The 31-year-old, who on Sunday announced his retirement from international football, can lodge an appeal against the panel's decision.
"Mr. Terry is disappointed that the FA Regulatory Commission has reached a different conclusion to the clear not guilty verdict of a court of law," Terry's representatives said in a statement released to the BBC.
"He has asked for the detailed written reasons of the decision and will consider them carefully before deciding whether to lodge an appeal."
The full reasons for the FA's verdict are yet to be released, but the panel said Terry used "abusive and/or insulting words and/or behavior ... which included a reference to color and/or race."
Terry is considering whether to appeal, and the sanctions are on hold until then.
Chelsea said the club "respects" the verdict but it would be "inappropriate" to comment further before any appeal.
Fabio Capello quit as England coach in February in protest at the FA's decision to strip Terry of the England captaincy before the trial.
In the criminal court case, Terry did not deny using an offensive term during the match at QPR but said all he did was sarcastically repeat the words he was accused of using.
Terry has endured a tumultuous career in recent years, having twice been stripped of the captaincy by the FA.
He first lost the armband in 2010 in the wake of allegations that he had an affair with the girlfriend of former Chelsea and England teammate Wayne Bridge, before being deposed again this February after it was revealed he would stand trial for alleged abuse of QPR defender Ferdinand during a Premier League game.
Ferdinand said he had been goading Terry about his alleged extramarital affair with the former girlfriend of ex-England teammate Wayne Bridge.
The magistrate described Terry's defense as being "under the cold light of forensic examination, unlikely," but found there was not enough evidence to prove he was lying.
Terry was cleared in the criminal court case at Westminster Magistrates' Court in July but the FA ruled he would be subjected to a disciplinary hearing. The FA hearing had a lower burden of proof.
Ferdinand testified to the independent panel in Terry's presence when the hearing began on Monday.
Before his FA hearing Monday, Terry announced his retirement from international soccer after nine years with England.

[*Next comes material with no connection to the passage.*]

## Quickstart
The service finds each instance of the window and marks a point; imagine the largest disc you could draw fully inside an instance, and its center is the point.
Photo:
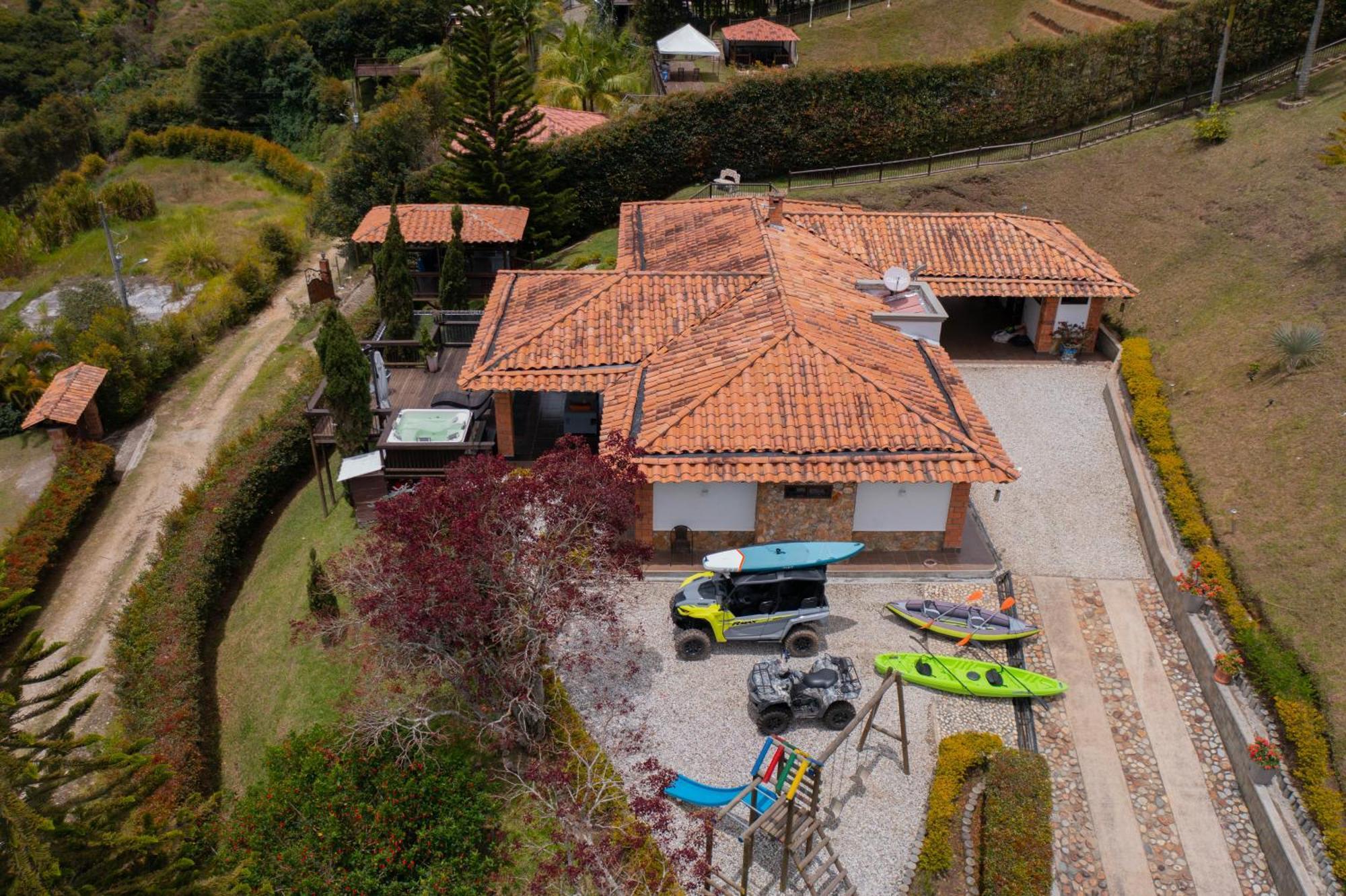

"I am making this statement today in advance of the hearing of the FA disciplinary charge because I feel the FA, in pursuing charges against me where I have already been cleared in a court of law, have made my position with the national team untenable," Terry said.
England coach Roy Hodgson said he "reluctantly accepted" Terry's retirement.
Tottenham Hotspur manager Andre Villas-Boas on Thursday called Terry's retirement from international football a "massive loss" for England.
"Terry is a player of unbelievable talent and he has done so much for his country and for Chelsea too," said Villas-Boas, who was Terry's manager on the day of Terry's clash with Ferdinand last October. "From the perspective of the England squad and qualification for the World Cup, it leaves Hodgson in a difficult position looking towards qualification."
Terry is the second Premier League player in a year to be banned for racism. Liverpool striker Luis Suarez was banned for eight matches for racially abusing Manchester United's Patrice Evra a year ago, but was found to have done so on a number of occasions during the match.
The FA said in its Suarez verdict last year that his guilt did not depend on whether he "intended his words to be abusive or insulting," with the use of a racial slur during a match enough to convict the Uruguay international.
QPR's Joey Barton, who is currently serving a 12-match domestic ban for violent conduct and is on loan to Marseille where the suspension does not apply, tweeted in response to Terry's ban: "12 games!!! By the FA's perverse reckoning, I'd of got less of a ban for racially abusing the Man City players than tickling them as I did.
'Well I think that proves a lot. What an absolute farce. Twelve games for violent conduct and only four for that. FA should be embarrassed. #shambles,' tweeted Barton.
Terry is accused of a single utterance towards Ferdinand, which had led to speculation of a four-match ban.
Information from Press Association and The Associated Press was used in this report.